どれくらいその場所にいただろう。気がつくと凧上げをしていた男性が、一本の木を見上げながら必死で糸を手繰り寄せていた。「手を離しちゃだめだって言っただろう」そんな声が聞こえてくる。見上げると木の枝の中に凧が引っかかっていた。

「そろそろ帰ろうか」夫が言った。娘の上着についた土や泥をはたいて落とそうとしたが、あまり効果はなかった。顔も手も泥だらけだ。まるでチョコレートのよう。片付けをしながらも、凧の行く末が気になって仕方がなかった。「お父さん頑張って」と無邪気に励ます子どもの傍で、父親は凧を目掛けてボールをぶつけようとしたが、ボールは外れてしまった。

「さあ、行こう」ベビーカーに娘を乗せて、夫は荷物を持った。歩きながらも横目で親子を見ていると「糸が切れた」と言う声が聞こえた。「仕方ない」と言って子どもの肩を抱いている父親の姿が見えた。振り返って見上げると、高い木の上で、凧が風になびいていた。あの子は、失ってしまった凧のことをずっと覚えているだろうか。いや、きっとすぐに忘れてしまうだろう。でも、父親は覚えているかもしれない。


家に帰ってから、ナスタチュームの種を土に蒔いた。

子どもの誕生日には花の種を植えたいと、以前から夫婦で話していた。タイトルを忘れてしまったがあるエッセイの中で読んだことがある。著者が幼かった時、友人に聞いたそうだ。「あなたは誕生日に何をするのか」と。そうすると友人が答えた。誕生日にはいつも両親が花の種をくれて、一緒に土に蒔くのだ。当時著者は、「なんだそんなこと」と思ったそうだ。ケーキもなければご馳走もない。花の種なんて何てつまらないのだろう。しかし著者は、今ならわかると書いている。種から花になるまで、植物の成長を子どもと一緒に見守る。そんな時間をプレゼントしたかった両親の心が。つまりは二番煎じなのだけれど、このエッセイを読んだ時に、娘の誕生日には花の種を蒔きたいと思った。

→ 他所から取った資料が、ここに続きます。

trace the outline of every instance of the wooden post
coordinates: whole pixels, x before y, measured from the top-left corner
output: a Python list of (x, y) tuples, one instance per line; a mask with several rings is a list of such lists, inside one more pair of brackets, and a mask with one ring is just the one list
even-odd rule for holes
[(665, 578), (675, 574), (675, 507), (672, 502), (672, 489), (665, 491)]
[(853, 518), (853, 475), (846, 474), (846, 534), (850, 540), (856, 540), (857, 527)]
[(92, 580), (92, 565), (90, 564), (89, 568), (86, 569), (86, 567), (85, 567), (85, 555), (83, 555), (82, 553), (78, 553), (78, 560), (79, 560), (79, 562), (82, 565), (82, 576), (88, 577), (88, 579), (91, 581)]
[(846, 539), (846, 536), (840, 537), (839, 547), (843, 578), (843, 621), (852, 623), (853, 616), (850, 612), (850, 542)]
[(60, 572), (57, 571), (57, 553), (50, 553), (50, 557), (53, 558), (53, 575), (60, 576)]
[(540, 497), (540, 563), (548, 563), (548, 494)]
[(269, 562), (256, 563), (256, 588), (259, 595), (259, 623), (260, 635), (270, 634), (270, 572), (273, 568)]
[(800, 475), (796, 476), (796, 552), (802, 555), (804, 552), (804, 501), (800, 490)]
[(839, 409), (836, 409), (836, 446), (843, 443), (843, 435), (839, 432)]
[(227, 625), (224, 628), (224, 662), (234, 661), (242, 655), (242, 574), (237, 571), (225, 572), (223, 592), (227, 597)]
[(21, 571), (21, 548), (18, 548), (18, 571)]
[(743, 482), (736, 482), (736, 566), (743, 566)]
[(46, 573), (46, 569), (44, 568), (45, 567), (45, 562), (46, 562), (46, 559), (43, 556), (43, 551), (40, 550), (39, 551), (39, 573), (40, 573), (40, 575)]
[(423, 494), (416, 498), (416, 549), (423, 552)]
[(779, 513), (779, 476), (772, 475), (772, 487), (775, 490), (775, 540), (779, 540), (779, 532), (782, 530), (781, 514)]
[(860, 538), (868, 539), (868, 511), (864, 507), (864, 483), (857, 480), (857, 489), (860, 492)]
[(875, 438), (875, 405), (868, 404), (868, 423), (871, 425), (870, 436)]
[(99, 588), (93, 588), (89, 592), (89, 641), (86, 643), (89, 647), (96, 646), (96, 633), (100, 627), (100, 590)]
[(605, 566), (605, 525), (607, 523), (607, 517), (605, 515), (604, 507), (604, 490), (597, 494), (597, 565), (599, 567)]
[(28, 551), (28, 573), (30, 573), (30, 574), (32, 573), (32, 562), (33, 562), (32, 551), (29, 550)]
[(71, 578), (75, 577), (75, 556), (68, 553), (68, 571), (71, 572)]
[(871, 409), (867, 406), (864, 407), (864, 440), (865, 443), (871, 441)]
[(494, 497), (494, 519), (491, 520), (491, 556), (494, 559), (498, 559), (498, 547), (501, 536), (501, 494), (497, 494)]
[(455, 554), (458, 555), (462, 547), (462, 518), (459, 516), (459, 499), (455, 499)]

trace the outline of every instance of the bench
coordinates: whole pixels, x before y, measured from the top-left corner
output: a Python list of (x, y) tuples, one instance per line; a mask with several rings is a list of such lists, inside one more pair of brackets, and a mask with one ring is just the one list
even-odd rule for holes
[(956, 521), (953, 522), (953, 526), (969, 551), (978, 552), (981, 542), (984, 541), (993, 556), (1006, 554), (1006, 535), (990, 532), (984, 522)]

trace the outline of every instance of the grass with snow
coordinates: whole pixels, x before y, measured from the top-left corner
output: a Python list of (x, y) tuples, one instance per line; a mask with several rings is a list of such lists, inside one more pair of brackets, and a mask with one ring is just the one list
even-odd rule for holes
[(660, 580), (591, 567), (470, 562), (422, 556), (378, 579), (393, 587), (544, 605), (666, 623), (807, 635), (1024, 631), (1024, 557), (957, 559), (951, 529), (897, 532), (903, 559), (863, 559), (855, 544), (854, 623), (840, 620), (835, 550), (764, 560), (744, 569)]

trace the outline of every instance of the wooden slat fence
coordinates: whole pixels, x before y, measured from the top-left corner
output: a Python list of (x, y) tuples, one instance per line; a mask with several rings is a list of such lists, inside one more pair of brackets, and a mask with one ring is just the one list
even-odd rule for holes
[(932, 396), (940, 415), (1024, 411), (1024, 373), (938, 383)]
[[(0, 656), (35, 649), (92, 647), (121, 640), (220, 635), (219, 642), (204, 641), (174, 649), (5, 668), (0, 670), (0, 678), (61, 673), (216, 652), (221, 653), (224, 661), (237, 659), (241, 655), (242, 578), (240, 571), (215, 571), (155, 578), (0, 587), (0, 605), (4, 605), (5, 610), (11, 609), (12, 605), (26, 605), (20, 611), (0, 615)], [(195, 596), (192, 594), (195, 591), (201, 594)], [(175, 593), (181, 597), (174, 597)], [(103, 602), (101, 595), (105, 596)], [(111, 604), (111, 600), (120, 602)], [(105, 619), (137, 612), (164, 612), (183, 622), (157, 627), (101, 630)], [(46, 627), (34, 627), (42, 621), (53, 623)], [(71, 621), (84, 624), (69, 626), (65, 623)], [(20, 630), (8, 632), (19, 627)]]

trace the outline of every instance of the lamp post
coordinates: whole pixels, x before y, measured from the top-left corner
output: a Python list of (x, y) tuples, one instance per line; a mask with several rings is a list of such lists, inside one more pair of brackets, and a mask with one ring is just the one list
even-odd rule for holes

いつも食料品を買うために利用しているスーパーの園芸コーナーの片隅に、回転式のラックがあった。そこで野菜の種に混じって、僅かに花の種を見つけた。赤やオレンジ、黄色の、色彩鮮やかな小花の写真がプリントされた袋には、ナスタチュームと書かれていた。

夫と私、娘とで、手作りの鉢(ペットボトルを半分に切って、土を入れたもの)に花の種を蒔く、ささやかな儀式を行った。発芽するまで、表面が乾かないように水をやるのは私の役目だ。目の前に並べられたペットボトルに、計量カップで水をやる光景を、娘は不可解なものを見るような目で見つめていた。


娘にとっての初めての誕生日は最高のものに近づいていた。それはつまり、予定していたことが着実に実行されているということだった。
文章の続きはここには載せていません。